Speaker: 

Runyu Zhang

Institution: 

MIT

Time: 

Monday, December 8, 2025 - 4:00pm to 5:00pm

Host: 

Location: 

RH 306

Efficient and resilient coordination among autonomous agents plays a central role in domains such as energy management, robotic swarms, and transportation systems. As these systems scale in size and complexity, achieving high performance while respecting safety constraints becomes increasingly challenging.

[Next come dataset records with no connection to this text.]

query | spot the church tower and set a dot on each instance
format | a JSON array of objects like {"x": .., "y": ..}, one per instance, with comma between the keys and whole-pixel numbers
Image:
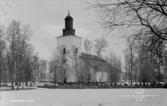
[
  {"x": 68, "y": 26},
  {"x": 69, "y": 49},
  {"x": 69, "y": 43}
]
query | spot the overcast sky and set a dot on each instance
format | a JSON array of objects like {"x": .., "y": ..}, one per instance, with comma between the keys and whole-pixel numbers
[{"x": 46, "y": 18}]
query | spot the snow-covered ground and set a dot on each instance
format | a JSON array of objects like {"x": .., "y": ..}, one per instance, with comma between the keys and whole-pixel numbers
[{"x": 84, "y": 97}]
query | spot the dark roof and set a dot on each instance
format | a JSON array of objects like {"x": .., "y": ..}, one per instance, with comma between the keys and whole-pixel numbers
[{"x": 95, "y": 61}]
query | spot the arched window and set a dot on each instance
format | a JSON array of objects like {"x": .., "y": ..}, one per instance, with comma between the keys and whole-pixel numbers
[
  {"x": 64, "y": 51},
  {"x": 76, "y": 50}
]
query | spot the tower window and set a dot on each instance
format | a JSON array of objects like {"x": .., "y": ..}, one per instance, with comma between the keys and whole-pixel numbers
[
  {"x": 64, "y": 51},
  {"x": 76, "y": 50}
]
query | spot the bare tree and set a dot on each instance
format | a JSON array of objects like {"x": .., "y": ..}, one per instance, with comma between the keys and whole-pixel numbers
[
  {"x": 146, "y": 19},
  {"x": 18, "y": 52},
  {"x": 130, "y": 53},
  {"x": 42, "y": 69},
  {"x": 115, "y": 63},
  {"x": 2, "y": 55},
  {"x": 100, "y": 45},
  {"x": 141, "y": 14},
  {"x": 87, "y": 45}
]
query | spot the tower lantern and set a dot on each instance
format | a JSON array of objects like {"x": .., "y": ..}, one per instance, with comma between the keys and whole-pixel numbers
[{"x": 68, "y": 26}]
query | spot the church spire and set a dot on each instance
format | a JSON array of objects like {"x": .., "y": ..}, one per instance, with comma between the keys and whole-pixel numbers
[{"x": 68, "y": 25}]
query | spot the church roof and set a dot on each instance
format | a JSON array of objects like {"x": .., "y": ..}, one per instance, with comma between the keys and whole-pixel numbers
[{"x": 98, "y": 63}]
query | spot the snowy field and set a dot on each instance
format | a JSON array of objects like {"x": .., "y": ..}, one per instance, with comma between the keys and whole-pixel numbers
[{"x": 84, "y": 97}]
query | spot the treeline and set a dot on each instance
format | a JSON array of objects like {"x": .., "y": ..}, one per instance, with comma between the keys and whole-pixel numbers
[
  {"x": 18, "y": 61},
  {"x": 144, "y": 24}
]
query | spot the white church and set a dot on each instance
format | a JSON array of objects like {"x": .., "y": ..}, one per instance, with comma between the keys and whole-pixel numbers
[{"x": 73, "y": 65}]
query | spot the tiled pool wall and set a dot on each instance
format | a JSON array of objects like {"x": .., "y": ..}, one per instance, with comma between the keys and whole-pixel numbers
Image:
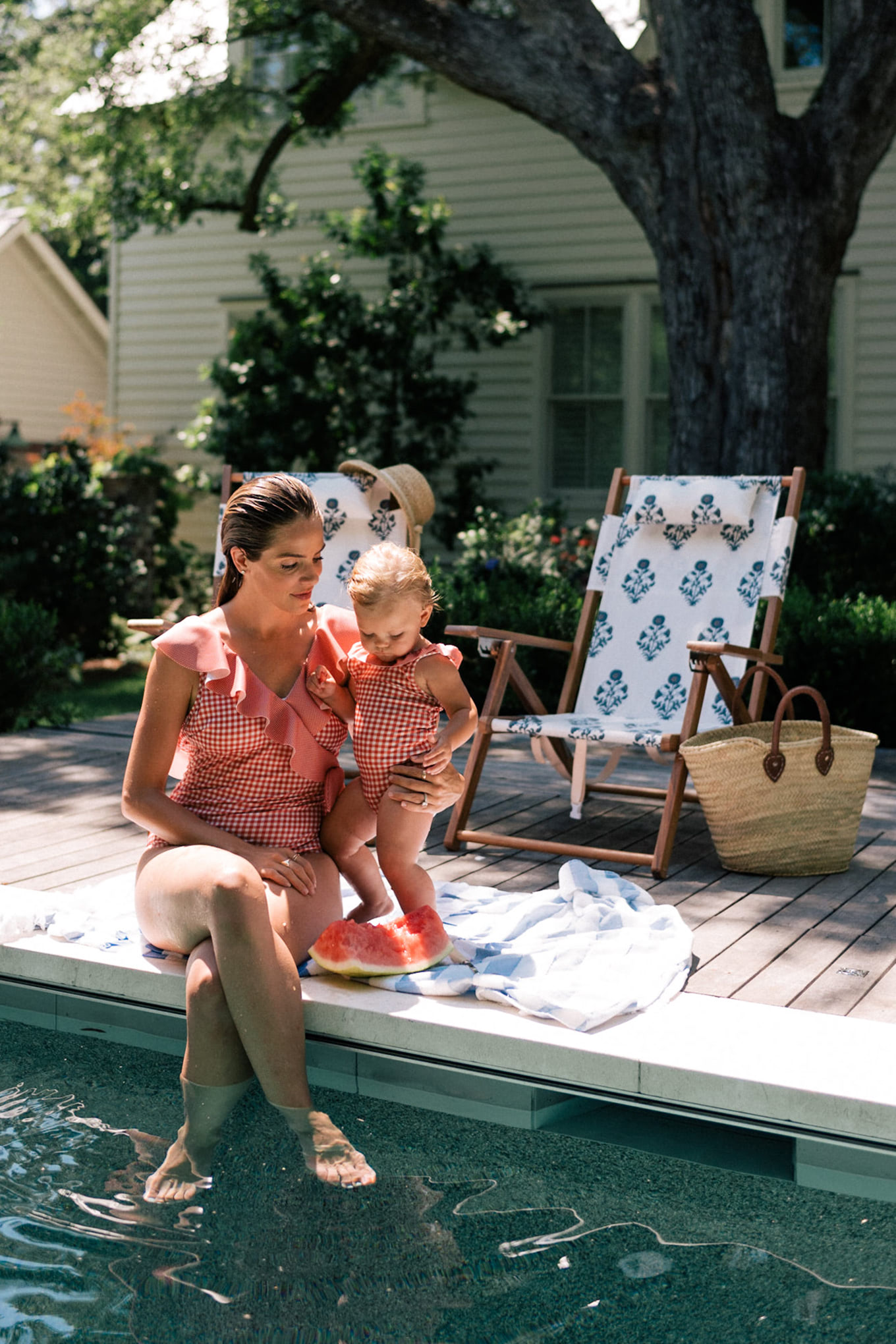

The first part of the talk focuses on safety-critical learning and introduces a new control-theoretic framework for derivative-free optimization under unknown constraints. Designing safe zeroth-order (ZO) algorithms remains difficult because the gradient is generally estimated from zeroth order information and is very noisy. Leveraging tools from feedback linearization, we develop a family of ZO algorithms capable of guaranteeing constraint satisfaction using only noisy, sample-based gradient estimates. The second part of the talk turns to scalability. I will discuss how exploiting spatial structure in large-scale networked systems enables efficient and near-optimal decentralized control. Under mild assumptions, the optimal controller itself inherits a compatible spatial structure, leading to theoretical guarantees for distributed strategies and offering practical insights for coordinating large populations of agents.

 

Bio: Runyu (Cathy) Zhang is a postdoc researcher at MIT Laboratory for Information & Decision Systems. Before joining MIT, she obtained her Ph.D. degree at Harvard University, School of Engineering and Applied Sciences. Her research interests lie broadly in learning-based control, reinforcement learning, game theory and optimization, with particular focus on multi-agent systems. She has won the MIT Postdoctoral Fellowship for Engineering Excellence, was selected as the EECS rising star in 2024, and was a finalist of the Two Sigma Diversity PhD Fellowship in 2022.